Greenhouse will feature products from both streetwear designers like Dao-Yi Chao of Public School, as well as bigger brands like K-Swiss and Adidas. Most, but not all of the products sold will be sneakers and apparel, and many of them will also be tied back to some cultural or social mission. Chao, for example, is releasing a pair of shorts made from recycled materials, while NYC streetwear brand Alife is selling a crewneck through Greenhouse. Some of the best performing products may eventually be sold in Foot Locker stores.
Greenhouse is one of a number of ways that Foot Locker is trying to reinvent itself as a destination for more than just athletic gear. In order to bring more customers in store, it has to position its stores a a place for events, and a place to find exclusive, stylish product. Foot Locker hit a record total for annual sales in 2018 with $7.9 billion, though it struggled last quarter as total sales decreased 0.4% year-over-year. Foot Locker’s business is being threatened as major sneaker brands like Nike and Adidas are looking to sell more through their website and stores.
So, it needs to build relationships with younger brands in order to control more of its own inventory, as it prepares for a future where major sneaker brands may make up less of its sales.
So Greenhouse also serves another purpose: to allow Foot Locker to discover and work with emerging brands sooner. Big-box retailers like Foot Locker have historically only been able to work with vendors who can carry enough product to sell in multiple stores.

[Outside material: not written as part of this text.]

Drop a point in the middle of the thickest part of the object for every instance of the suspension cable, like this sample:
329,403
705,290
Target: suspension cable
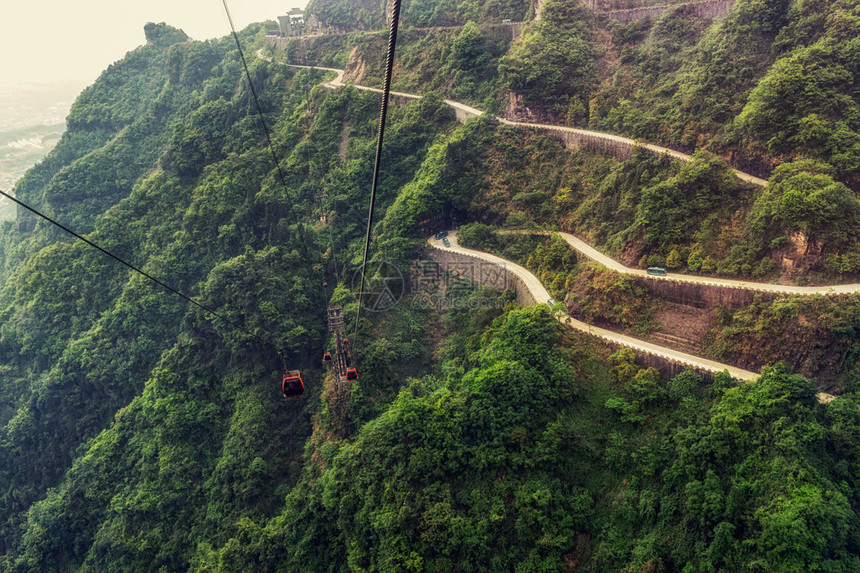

Other retailers are also currently trying to solve this problem by creating new in-store sections for emerging brands. Macy’s, for example has Story, where products are rotated out every few months. Macy’s brand experience officer Rachel Schechtman created an expedited vendor onboarding process for Story, that allowed them to bring in products from more smaller business. Kohl’s also recently announced that it was launching a new “Curated by Kohl’s section in select stores, that would contain a rotating assortment of products from emerging brands that have been highlighted by Faceboook as being promising.
With Greenhouse, Foot Locker is trying to reach a consumer that “spends a little bit more than the [Foot Locker] consumer, is maybe more experimental in his or her style,” according to Greenhouse team lead Mel Peralta.

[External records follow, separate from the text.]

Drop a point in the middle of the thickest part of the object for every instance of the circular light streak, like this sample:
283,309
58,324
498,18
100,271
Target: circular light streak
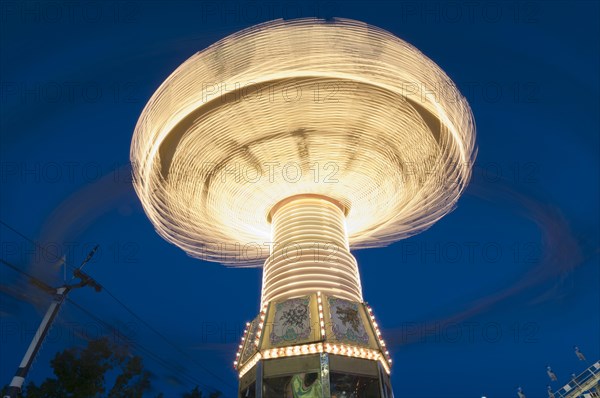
337,109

Foot Locker’s chief marketing officer, Jed Berger, previously told Modern Retail that the company decided not to brand Greenhouse under the Foot Locker name because they thought customers would be more receptive to an app that wasn’t under the Foot Locker name.
“Foot Locker is a legacy brand that’s not exactly perceived by younger consumers as a cutting-edge retail outlet,” Jim Cusson president of retail marketing agency Theory House said. “This allows them to test new product categories without big investments in inventory.”
While Peralta said that Foot Locker may paid marketing spend behind some Greenhouse projects, for now the plan is to use the existing following of designers and brands to promote Greenhouse. Included alongside each of the products will be a story about the designer or brand behind the product. Some of the products will also include Greenhouse branding on them.
The team is also creating a video series, called “Out of the Greenhouse,” to promote the participating brands and designers. Peralta said that Foot Locker is also looking to launch physical pop-up shops to promote Greenhouse in major metropolitan hubs like London, Los Angeles and New York City.
Cusson said that the success of Greenhouse will depend upon how “viral” some of the early product drops go. Peralta said that the Greenhouse team will be judging the success of each product story based upon how quickly each product sells out — he expects some will sell out within a few days — but also how long customers engage with the product and the content in the app.
“Our goal first and foremost is to be able to tell product [stories] in an elevated way,” Peralta said.
Foot Locker has tried to rethink the way it sells and markets products after it saw a significant sales dip in 2017. Under the direction of Berger, Foot Locker has tried to work earlier on with major vendor partners like Nike and Adidas to develop exclusive products in their stores. Foot Locker has also rethought the design of its flagship stores — now calling them “power stores,” that carry art, music and some product that’s local to that community. And, it’s invested in a slew of startups, from sneaker resale marketplace GOAT to children’s apparel company Rockets of Awesome, to learn how it can continue to stay relevant as consumer shopping habits changed.
“With increased competition from independent shops, online resale marketplaces, or even the shoe/apparel manufacturers themselves, traditional brick and mortar retailers such as Foot Locker need to reposition themselves as relevant experiential and cultural destinations,” Dan Lobring, vice president of communications for sports marketing agency Revolution said in an email.